Le dernier magazine Flows avait pour thème la « durabilité ». Il contient également un article sur Lineas. Le PDG Bernard Gustin a fait appel à une experte ESG en la personne de Marie Delvaulx. Son rôle : identifier les opportunités en matière de développement durable et les placer suffisamment haut dans l’agenda du conseil d’administration.

Selon Bernard Gustin, l’ESG (Environnement, Social et Gouvernance) est une question très importante qui n’est pas communiquée de manière suffisamment explicite. « C’est pourquoi j’ai demandé à Marie Delvaulx de rejoindre le conseil d’administration il y a un an. Nous constatons, par exemple, que le transport ferroviaire, qui est l’une des solutions à l’un de nos principaux problèmes sociaux, n’est de toute façon pas positionné dans ce domaine », explique-t-il.

M. Delvaulx a une expérience dans le domaine du développement durable. « Au cours des 10 à 15 dernières années, j’ai travaillé dans le secteur de la vente au détail et dans des organisations à but non lucratif axées sur le développement durable.

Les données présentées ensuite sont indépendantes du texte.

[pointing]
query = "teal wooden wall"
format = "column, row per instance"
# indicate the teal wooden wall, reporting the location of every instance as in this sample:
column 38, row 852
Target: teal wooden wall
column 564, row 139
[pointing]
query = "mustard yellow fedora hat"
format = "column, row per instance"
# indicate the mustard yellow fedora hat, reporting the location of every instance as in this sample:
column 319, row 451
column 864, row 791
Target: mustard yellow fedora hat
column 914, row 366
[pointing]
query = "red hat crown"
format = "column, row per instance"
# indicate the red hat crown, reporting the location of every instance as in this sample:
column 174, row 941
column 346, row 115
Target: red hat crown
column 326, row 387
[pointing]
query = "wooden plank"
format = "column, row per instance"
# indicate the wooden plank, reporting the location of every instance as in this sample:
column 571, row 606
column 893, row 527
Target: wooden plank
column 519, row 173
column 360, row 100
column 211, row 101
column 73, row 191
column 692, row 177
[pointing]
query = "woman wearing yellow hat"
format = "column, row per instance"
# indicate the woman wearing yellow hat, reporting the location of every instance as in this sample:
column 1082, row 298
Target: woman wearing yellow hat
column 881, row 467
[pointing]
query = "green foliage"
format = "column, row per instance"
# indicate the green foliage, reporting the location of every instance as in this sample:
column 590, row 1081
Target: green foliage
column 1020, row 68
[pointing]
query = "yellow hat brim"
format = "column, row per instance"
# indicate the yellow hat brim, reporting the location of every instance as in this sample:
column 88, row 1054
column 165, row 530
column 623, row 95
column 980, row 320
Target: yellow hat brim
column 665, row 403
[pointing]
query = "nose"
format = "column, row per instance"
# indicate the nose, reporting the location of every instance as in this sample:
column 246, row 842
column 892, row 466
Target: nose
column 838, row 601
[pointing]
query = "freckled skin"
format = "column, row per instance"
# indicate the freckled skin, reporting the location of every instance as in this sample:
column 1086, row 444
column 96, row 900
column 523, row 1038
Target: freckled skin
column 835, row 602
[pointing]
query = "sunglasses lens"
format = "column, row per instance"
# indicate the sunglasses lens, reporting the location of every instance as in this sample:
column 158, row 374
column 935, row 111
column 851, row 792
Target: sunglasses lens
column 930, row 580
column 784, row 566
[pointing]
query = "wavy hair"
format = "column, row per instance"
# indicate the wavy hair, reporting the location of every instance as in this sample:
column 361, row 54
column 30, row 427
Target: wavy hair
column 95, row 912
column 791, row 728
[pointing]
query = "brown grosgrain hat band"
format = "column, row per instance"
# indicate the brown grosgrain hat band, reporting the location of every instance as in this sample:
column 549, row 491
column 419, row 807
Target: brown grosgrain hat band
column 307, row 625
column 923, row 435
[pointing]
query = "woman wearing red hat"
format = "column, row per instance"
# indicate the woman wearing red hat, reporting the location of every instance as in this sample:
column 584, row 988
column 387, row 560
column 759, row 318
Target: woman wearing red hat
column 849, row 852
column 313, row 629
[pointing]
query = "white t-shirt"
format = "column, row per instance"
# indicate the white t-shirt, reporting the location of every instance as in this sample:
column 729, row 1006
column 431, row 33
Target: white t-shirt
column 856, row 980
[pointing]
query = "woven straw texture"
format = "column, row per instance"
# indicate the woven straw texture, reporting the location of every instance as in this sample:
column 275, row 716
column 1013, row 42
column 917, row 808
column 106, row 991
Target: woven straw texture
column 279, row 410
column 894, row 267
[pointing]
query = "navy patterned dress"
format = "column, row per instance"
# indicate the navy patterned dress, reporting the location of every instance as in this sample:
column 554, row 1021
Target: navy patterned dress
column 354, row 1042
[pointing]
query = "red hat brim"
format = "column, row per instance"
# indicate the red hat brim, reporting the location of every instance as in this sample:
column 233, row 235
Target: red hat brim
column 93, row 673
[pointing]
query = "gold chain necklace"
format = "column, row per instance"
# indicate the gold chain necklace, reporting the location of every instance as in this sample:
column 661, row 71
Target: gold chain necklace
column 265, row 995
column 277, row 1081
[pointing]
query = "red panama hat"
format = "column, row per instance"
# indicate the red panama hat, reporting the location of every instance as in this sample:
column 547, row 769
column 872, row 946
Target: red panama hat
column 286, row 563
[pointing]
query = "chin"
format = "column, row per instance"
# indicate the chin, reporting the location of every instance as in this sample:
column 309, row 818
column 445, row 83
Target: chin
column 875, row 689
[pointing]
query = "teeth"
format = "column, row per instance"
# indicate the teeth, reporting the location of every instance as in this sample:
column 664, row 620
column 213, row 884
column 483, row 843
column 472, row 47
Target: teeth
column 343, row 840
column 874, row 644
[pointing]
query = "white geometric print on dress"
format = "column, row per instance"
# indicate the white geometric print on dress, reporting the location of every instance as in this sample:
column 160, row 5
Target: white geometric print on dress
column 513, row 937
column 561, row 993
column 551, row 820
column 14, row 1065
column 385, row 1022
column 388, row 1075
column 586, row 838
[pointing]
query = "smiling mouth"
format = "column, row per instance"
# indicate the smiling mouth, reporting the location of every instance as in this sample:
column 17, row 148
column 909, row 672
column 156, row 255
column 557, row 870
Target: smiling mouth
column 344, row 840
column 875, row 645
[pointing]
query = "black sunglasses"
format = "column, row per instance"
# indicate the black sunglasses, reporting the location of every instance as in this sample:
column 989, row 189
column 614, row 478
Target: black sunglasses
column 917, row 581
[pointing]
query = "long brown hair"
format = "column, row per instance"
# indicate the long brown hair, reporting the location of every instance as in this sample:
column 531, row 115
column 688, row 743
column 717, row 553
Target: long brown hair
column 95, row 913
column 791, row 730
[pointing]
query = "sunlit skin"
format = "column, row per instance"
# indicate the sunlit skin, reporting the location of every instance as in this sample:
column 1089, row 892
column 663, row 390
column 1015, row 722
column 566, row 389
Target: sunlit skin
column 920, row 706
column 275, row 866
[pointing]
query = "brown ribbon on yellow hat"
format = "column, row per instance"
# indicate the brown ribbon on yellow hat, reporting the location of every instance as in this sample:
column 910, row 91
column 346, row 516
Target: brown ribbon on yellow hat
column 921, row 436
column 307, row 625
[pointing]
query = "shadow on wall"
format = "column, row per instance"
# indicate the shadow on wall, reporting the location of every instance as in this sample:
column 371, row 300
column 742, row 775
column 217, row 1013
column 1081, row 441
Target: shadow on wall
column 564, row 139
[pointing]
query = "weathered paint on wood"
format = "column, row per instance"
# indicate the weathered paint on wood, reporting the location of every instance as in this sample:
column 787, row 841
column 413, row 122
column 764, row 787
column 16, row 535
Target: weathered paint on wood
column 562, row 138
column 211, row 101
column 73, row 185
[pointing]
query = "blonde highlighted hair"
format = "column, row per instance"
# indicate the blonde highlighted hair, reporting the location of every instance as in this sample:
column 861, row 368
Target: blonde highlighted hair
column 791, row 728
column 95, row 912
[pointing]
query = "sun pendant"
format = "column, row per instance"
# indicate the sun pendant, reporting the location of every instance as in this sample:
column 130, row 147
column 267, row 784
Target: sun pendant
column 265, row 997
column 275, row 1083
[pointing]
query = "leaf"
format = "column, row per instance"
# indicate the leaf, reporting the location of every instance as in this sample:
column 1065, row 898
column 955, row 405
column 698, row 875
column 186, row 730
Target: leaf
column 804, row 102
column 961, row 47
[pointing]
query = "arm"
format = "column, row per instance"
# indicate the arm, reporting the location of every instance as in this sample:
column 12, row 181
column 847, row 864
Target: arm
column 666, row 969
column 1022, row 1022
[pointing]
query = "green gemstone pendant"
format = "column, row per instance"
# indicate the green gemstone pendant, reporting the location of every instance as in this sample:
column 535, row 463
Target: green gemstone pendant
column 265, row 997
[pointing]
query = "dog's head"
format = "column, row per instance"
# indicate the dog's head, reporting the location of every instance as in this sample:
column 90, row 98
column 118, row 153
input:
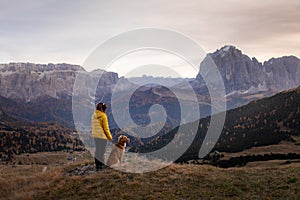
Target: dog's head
column 123, row 139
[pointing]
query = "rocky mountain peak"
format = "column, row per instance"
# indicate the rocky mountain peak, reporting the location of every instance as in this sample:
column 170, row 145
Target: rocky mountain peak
column 239, row 72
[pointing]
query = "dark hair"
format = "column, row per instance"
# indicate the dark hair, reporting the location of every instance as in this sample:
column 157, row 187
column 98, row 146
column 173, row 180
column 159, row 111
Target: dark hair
column 101, row 106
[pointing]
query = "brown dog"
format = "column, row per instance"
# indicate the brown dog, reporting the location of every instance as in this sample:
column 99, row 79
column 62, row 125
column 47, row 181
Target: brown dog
column 117, row 151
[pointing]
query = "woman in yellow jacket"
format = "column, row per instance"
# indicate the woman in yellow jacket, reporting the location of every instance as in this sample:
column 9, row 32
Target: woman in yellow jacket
column 100, row 133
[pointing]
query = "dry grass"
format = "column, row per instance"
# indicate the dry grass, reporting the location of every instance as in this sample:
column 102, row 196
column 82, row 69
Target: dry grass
column 173, row 182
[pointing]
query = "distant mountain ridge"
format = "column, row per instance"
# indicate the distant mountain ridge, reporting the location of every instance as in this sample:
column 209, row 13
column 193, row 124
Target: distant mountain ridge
column 43, row 92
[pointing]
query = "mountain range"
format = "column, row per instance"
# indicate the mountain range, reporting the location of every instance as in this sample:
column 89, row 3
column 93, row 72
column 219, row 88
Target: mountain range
column 43, row 92
column 262, row 122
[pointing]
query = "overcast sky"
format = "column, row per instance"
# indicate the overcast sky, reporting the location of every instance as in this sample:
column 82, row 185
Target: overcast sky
column 59, row 31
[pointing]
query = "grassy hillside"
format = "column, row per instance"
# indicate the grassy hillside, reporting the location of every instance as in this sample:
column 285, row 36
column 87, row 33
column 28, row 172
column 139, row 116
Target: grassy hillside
column 173, row 182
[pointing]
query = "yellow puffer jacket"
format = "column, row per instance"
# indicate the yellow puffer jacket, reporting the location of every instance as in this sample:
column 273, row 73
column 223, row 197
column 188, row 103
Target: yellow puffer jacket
column 100, row 128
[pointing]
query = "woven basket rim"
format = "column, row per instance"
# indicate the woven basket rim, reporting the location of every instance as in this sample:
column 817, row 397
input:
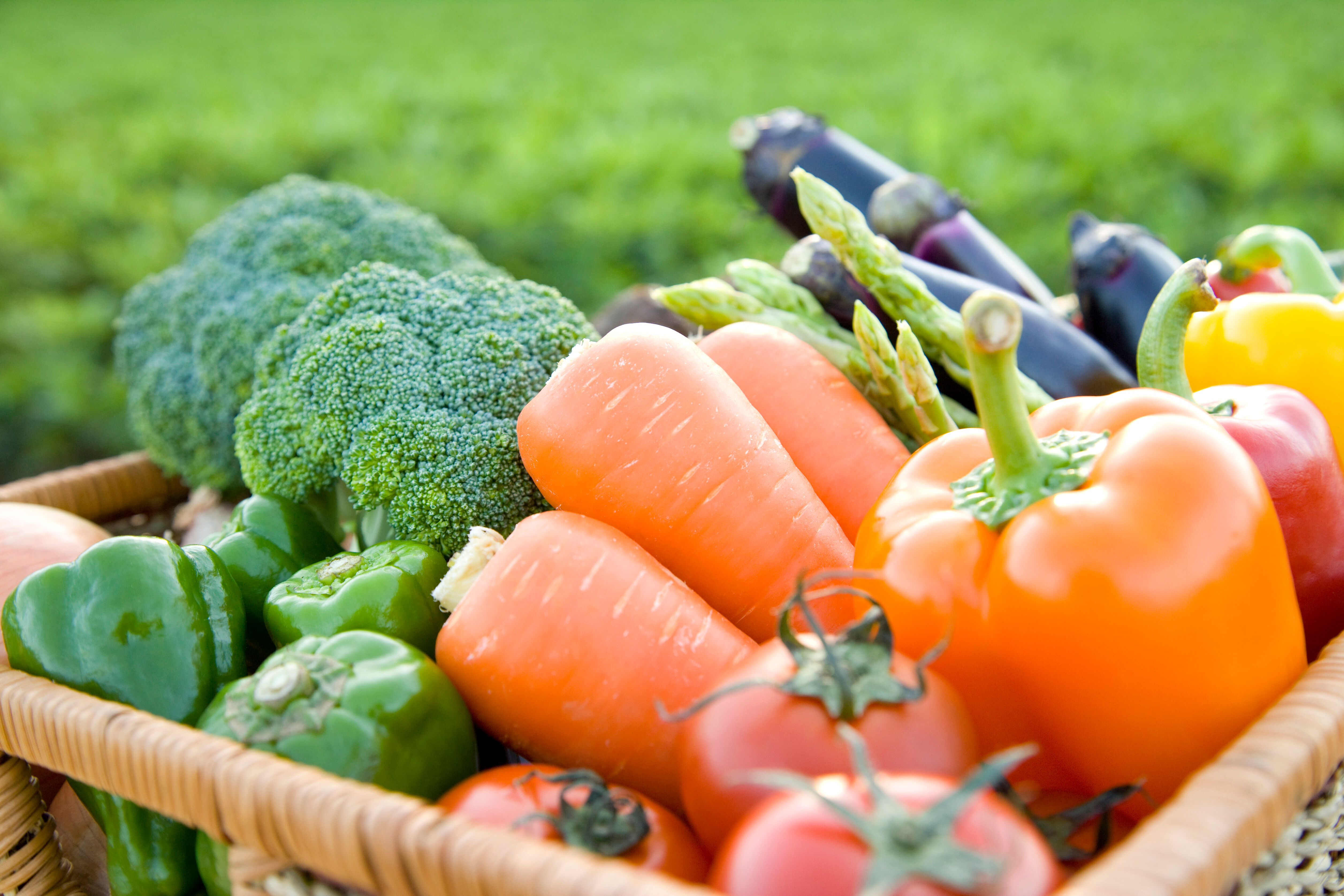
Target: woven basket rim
column 1195, row 845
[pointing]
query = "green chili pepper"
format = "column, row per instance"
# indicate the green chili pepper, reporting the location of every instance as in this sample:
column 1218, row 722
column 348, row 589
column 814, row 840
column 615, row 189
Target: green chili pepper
column 144, row 623
column 265, row 542
column 385, row 589
column 358, row 704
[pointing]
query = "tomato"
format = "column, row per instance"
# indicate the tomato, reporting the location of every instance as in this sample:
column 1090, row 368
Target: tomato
column 507, row 793
column 796, row 845
column 763, row 727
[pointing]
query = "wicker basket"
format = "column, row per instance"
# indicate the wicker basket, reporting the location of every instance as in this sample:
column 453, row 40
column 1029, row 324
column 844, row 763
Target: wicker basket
column 1265, row 817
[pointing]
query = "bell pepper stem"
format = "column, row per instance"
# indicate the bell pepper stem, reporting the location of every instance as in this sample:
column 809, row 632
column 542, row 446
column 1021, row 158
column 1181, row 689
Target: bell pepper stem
column 994, row 327
column 1288, row 248
column 1162, row 347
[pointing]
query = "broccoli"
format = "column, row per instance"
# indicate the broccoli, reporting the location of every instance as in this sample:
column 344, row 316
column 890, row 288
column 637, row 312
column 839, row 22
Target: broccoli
column 406, row 391
column 186, row 336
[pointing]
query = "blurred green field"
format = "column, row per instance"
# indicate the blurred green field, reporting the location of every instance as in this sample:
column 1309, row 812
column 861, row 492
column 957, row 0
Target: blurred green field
column 582, row 144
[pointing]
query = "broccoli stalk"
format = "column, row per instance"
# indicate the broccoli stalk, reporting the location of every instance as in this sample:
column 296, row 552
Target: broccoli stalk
column 406, row 393
column 187, row 336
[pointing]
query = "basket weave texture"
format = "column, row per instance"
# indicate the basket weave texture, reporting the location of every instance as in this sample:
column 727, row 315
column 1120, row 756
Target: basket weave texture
column 1267, row 817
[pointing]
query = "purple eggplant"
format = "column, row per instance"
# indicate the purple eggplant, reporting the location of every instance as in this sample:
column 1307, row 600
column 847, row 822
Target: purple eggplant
column 1119, row 270
column 915, row 211
column 773, row 144
column 1060, row 357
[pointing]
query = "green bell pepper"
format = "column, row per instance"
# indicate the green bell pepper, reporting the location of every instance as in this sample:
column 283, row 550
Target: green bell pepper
column 149, row 624
column 213, row 864
column 265, row 542
column 358, row 704
column 385, row 589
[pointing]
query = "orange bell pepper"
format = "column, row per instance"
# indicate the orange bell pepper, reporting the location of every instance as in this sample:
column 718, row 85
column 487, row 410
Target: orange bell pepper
column 1117, row 592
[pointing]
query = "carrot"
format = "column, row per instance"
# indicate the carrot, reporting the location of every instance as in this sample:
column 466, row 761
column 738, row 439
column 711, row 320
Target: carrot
column 839, row 443
column 646, row 433
column 568, row 639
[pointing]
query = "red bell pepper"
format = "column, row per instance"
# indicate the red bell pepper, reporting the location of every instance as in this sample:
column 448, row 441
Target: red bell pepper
column 1287, row 437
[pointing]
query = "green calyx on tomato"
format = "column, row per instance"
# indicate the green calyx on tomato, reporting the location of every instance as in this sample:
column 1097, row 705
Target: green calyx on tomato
column 1023, row 469
column 905, row 844
column 846, row 672
column 1058, row 828
column 604, row 824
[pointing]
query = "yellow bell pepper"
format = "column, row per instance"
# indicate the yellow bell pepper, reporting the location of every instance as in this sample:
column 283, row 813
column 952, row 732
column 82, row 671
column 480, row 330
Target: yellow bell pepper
column 1273, row 338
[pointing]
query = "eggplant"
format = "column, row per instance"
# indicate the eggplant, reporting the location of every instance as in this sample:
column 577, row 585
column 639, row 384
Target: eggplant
column 1060, row 357
column 915, row 211
column 1119, row 269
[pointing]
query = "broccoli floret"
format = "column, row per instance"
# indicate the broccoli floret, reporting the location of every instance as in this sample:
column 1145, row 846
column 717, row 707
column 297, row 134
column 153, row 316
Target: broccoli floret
column 187, row 336
column 408, row 391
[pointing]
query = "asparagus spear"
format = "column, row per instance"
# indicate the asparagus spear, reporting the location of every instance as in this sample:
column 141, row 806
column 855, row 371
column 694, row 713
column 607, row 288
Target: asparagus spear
column 714, row 303
column 877, row 264
column 905, row 375
column 775, row 288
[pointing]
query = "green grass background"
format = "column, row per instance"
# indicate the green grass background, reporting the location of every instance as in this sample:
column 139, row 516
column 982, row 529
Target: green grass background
column 582, row 144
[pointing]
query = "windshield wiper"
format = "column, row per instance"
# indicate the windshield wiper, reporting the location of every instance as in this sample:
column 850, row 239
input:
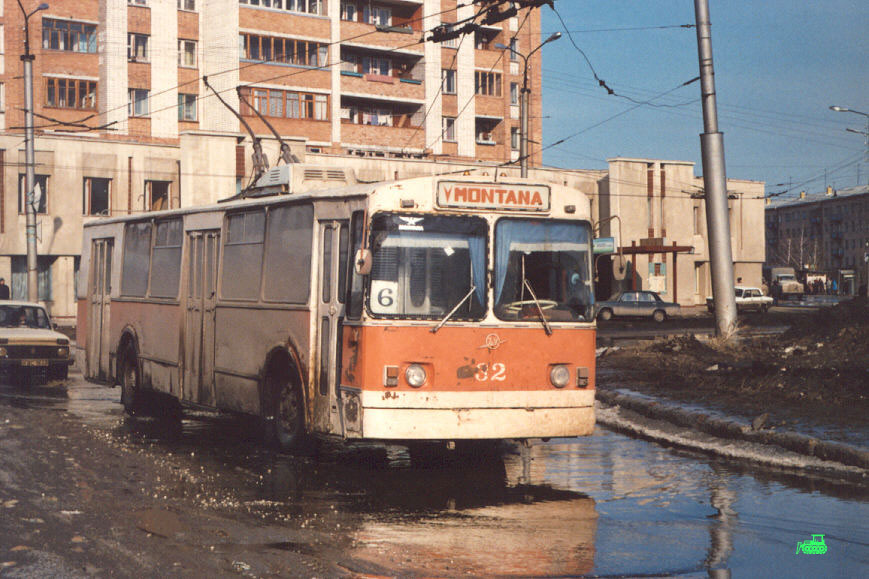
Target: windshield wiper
column 546, row 326
column 452, row 311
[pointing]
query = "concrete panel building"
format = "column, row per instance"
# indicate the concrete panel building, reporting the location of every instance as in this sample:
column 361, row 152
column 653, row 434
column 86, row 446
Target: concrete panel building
column 125, row 122
column 822, row 235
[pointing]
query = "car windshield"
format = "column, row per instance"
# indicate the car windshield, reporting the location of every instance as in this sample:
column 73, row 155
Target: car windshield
column 424, row 266
column 23, row 317
column 543, row 265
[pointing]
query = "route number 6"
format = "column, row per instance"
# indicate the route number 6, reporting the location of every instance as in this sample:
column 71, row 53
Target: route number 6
column 497, row 373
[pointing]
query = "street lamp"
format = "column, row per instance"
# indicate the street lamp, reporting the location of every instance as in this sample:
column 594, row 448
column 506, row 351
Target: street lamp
column 847, row 110
column 30, row 178
column 523, row 100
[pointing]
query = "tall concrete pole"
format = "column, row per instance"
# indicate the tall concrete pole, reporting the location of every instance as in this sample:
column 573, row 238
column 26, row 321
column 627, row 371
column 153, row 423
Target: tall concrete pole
column 715, row 184
column 523, row 126
column 29, row 159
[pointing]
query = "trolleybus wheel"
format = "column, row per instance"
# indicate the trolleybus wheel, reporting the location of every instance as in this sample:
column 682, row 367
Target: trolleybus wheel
column 285, row 428
column 132, row 397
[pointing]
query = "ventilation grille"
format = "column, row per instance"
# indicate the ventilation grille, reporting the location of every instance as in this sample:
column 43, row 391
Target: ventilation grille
column 325, row 175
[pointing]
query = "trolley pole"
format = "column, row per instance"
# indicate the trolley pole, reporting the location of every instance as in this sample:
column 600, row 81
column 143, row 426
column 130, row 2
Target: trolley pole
column 715, row 184
column 30, row 177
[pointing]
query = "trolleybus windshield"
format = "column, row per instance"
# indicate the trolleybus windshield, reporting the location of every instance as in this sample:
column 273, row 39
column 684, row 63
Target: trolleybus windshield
column 543, row 266
column 423, row 267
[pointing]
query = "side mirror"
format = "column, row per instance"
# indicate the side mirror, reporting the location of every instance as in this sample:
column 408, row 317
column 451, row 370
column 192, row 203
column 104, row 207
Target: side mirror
column 363, row 261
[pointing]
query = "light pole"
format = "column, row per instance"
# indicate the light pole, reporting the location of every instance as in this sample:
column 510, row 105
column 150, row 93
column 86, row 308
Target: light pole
column 866, row 133
column 30, row 178
column 523, row 100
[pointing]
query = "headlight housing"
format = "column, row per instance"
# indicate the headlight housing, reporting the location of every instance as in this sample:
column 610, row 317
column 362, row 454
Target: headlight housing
column 559, row 375
column 415, row 375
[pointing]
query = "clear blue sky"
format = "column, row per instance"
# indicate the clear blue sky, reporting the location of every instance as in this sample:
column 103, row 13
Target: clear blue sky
column 779, row 65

Mon rôle et mon intention au sein du conseil d’administration sont donc de placer le développement durable suffisamment haut dans l’agenda et de travailler avec les équipes qui s’en occupent tous les jours pour voir quelles sont les opportunités et les défis.

Décarbonisation de l’industrie

M. Gustin souhaite que Lineas et l’ensemble du secteur ferroviaire s’améliorent en termes de développement durable : « Un train, c’est six fois moins d’émissions et six fois moins de consommation d’énergie, même si notre flotte est encore en partie alimentée au diesel. Au départ, nous voulons vraiment positionner Lineas en tant qu’actif ESG du fait que nous aidons le secteur à se décarboniser. Je définis Lineas comme un « décarbonisateur de la chaîne d’approvisionnement de l’industrie », et non comme une entreprise ferroviaire. Pour nos principaux clients, il est essentiel que leur chaîne d’approvisionnement soit aussi verte que possible.

« Nous avons des objectifs clairs qui répondent aux Accords de Paris, avec des projets visant à réduire notre empreinte carbone et à la ramener à zéro un jour. Nous testons différentes technologies, des carburants alternatifs et des locomotives hybrides dotées d’une batterie qui se recharge pendant la conduite. Cela nous permettra de rouler sur batterie sur des voies non électrifiées sans émissions. Nous demandons nous-mêmes à utiliser une locomotive à hydrogène. Ce n’est pas encore une solution évidente, mais nous devons faire tout ce qui est en notre pouvoir pour qu’à l’avenir, les parties qui ne se trouvent pas sur un réseau électrifié puissent également fonctionner sans émissions », explique le PDG.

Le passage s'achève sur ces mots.